Maggie Prescott (Kay Thompson) is the flamboyant editor of a Vogue-type magazine called Quality. She is always looking for a gimmick. Her latest one is to choose a model to be the “Quality Woman”. The model will be featured in a special issue and introduce the season’s fashions of a famous Paris designer (based on Givenchy who did the high fashion gowns).
Photographer Dick Avery (Fred Astaire) – clearly based on Richard Avedon, who was the special visual consultant – is doing the photoshoot. He takes an airhead fashion model to a bookstore because the Quality Woman is supposed to be intellectual. There he spots truly intellectual shop clerk Jo Stockton (Hepburn). Obviously, this woman is photogenic to the max! She will sell out her lofty principals to get a free trip to Paris to visit the philosopher she idolizes.
Jo quickly falls head over heels for her photographer. She is equally passionately devoted to the philosopher, but in a strictly platonic way. In Paris, her search for her idol interferes comically with her modeling duties.

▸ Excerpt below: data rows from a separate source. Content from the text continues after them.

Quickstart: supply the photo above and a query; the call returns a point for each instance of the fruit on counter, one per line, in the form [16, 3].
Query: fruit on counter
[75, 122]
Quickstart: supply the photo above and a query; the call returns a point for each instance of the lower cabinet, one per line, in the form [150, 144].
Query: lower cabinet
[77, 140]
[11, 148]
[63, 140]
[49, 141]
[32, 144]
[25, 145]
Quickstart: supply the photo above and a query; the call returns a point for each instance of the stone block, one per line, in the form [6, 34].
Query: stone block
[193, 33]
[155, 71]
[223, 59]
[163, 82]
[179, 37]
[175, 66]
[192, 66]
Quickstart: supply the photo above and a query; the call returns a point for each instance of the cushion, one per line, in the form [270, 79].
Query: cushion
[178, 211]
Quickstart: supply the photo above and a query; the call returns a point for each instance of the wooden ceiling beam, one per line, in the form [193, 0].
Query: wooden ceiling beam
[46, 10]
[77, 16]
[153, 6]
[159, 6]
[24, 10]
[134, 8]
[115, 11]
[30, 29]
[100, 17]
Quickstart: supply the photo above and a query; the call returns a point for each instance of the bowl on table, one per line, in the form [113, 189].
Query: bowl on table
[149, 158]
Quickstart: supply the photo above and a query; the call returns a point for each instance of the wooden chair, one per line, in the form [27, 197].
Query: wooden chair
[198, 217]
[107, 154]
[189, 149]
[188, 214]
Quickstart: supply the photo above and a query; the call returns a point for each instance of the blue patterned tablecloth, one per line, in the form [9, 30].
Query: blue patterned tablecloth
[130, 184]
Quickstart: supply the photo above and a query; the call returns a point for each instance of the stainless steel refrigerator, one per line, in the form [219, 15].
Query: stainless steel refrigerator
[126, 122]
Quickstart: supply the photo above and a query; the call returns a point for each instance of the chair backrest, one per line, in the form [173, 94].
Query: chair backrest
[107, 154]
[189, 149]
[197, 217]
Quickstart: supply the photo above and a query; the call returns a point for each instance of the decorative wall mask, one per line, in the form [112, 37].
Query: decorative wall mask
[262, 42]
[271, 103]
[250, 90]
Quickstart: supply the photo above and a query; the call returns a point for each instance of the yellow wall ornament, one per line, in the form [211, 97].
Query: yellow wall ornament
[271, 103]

Why does it seem that Hepburn’s love interest is always about 30 years older than she is?
I like the clothes and the music in this. My favorite parts are Hepburn singing “How Long Has This Been Going On” and the fashion shoot in Paris. The very broad cartoony late 50’s style of the thing, especially when Thompson is on the screen, doesn’t work for me, however. There are large stretches of time where I just don’t care.
Funny Face was nominated for Academy Awards in the categories of Best Writing, Story and Screenplay – Written Directly for the Screen; Best Cinematography; Best Art Direction-Set Decoration; and Best Costume Design.